Teniendo como ventaja competitiva la personalización, cada usuario puede ajustar variables como tiempo, tipo de ejercicio, voz del instructor preferida, música de fondo, entre otras. Esto hace que la persona pueda avanzar a su ritmo y ser el co creador de su experiencia de compra.

Siguiendo con su estilo de apoyo y ante el lúgubre escenario por la invasión de Rusia a Ucrania, el 13 de marzo de 2022, la aplicación compartió en su cuenta oficial en Twitter su intención de ser donador solidario, duplicando el monto de aportaciones de los usuarios y además hacer gratuita la aplicación en Ucrania, pero también gratuita para Rusia.  

Esta publicación fue motivo de diversas reacciones, principalmente por considerar que apoyar a Rusia es contrario a la solidaridad con el pueblo Ucraniano.
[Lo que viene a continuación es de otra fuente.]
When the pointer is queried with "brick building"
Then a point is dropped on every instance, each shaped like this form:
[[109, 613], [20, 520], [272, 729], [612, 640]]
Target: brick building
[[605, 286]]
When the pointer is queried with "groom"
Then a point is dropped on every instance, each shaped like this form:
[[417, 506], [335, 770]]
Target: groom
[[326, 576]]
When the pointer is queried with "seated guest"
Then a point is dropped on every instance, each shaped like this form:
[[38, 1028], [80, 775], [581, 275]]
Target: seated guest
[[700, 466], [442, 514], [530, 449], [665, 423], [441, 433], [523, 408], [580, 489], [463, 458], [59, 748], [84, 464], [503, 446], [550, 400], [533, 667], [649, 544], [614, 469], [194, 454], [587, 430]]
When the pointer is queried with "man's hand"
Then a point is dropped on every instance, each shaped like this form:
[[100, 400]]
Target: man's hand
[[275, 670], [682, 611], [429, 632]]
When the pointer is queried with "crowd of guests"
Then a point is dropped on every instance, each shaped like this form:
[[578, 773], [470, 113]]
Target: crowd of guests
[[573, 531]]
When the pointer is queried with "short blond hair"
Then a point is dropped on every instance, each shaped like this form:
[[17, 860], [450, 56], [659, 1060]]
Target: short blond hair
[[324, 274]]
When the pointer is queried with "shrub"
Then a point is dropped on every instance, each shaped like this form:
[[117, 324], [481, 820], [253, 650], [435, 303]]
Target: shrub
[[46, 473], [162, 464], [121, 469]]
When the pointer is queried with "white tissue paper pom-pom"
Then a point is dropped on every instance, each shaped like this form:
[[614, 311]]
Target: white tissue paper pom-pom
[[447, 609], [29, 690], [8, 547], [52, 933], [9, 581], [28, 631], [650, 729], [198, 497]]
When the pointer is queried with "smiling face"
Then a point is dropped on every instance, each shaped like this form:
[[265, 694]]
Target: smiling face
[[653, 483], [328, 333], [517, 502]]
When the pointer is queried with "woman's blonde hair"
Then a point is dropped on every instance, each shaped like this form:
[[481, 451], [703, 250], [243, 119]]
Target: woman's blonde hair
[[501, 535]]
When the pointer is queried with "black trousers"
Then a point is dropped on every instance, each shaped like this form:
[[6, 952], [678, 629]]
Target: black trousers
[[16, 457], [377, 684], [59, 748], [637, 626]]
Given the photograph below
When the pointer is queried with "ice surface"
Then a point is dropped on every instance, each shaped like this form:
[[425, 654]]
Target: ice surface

Al 17 de marzo de 2022, de los 79 comentarios publicados, sólo dos eran en sentido positivo, el resto presentaron comentarios desde la petición de reconsiderar, hasta posturas de seria decepción ante la marca. Sobre esta misma base, el 33% de las respuestas, apuntan su intención de dar de baja la aplicación.

A continuación, algunos de los comentarios (traducidos del inglés):

“He cancelado mi suscripción. El mundo está esforzándose mucho para poner fin a esta guerra mediante el uso de sanciones. Down Dog elige hacer lo contrario. Hay otras formas de donar dinero a Ucrania y hay otras aplicaciones de yoga.” (Mujer, Suecia)

“Cancelando la suscripción, estás insultando a los ucranianos que perdieron a sus seres queridos, sus hogares, sus mascotas, al igualar su tragedia con el “sufrimiento” de los rusos. Las relaciones públicas más insensibles y estúpidas. ¿Has visto siquiera las imágenes de la guerra? (Hombre, USA)

“No puedo apoyar su decisión de hacer la aplicación gratuita para Rusia. El pueblo ruso es inocente, pero hacerla gratuita significa que el dinero se gasta en su economía, lo que en última instancia va a parar a las arcas de Putin y eso no lo puedo apoyar. Estos son mis pensamientos. Me gustaría que me devolvieran el dinero” (Mujer, Inglaterra)

“Estoy más que sorprendida de que haya decidido ignorar a los cientos de suscriptores que han denunciado su ignorante actitud de paz y amor hacia esta horrible guerra. Espero que todos se estén dado de baja, al igual que yo. Está claro que no respeta a sus clientes” (Mujer, Rumania)

¿Cómo reaccionó la marca? Con absoluto silencio. No censuró ni comentó ninguno de los tweets, manejó está crisis como aconsejan algunos expertos: no censures ni respondas. El 21 de marzo de 2022, compartió un texto indicando que el monto recaudado fue de más de $500k y compartiendo testimonios de personas rusas que agradecían tener la aplicación para meditar y relajarse con su práctica de Yoga.

¿Será un revés para la marca? Difícilmente, pero ciertamente nos enseña que la aplicación de los valores no será siempre acordado por todos. La marca perdió clientes, los clientes perdieron confianza ante la marca.

En tiempos de guerra, todos perdemos.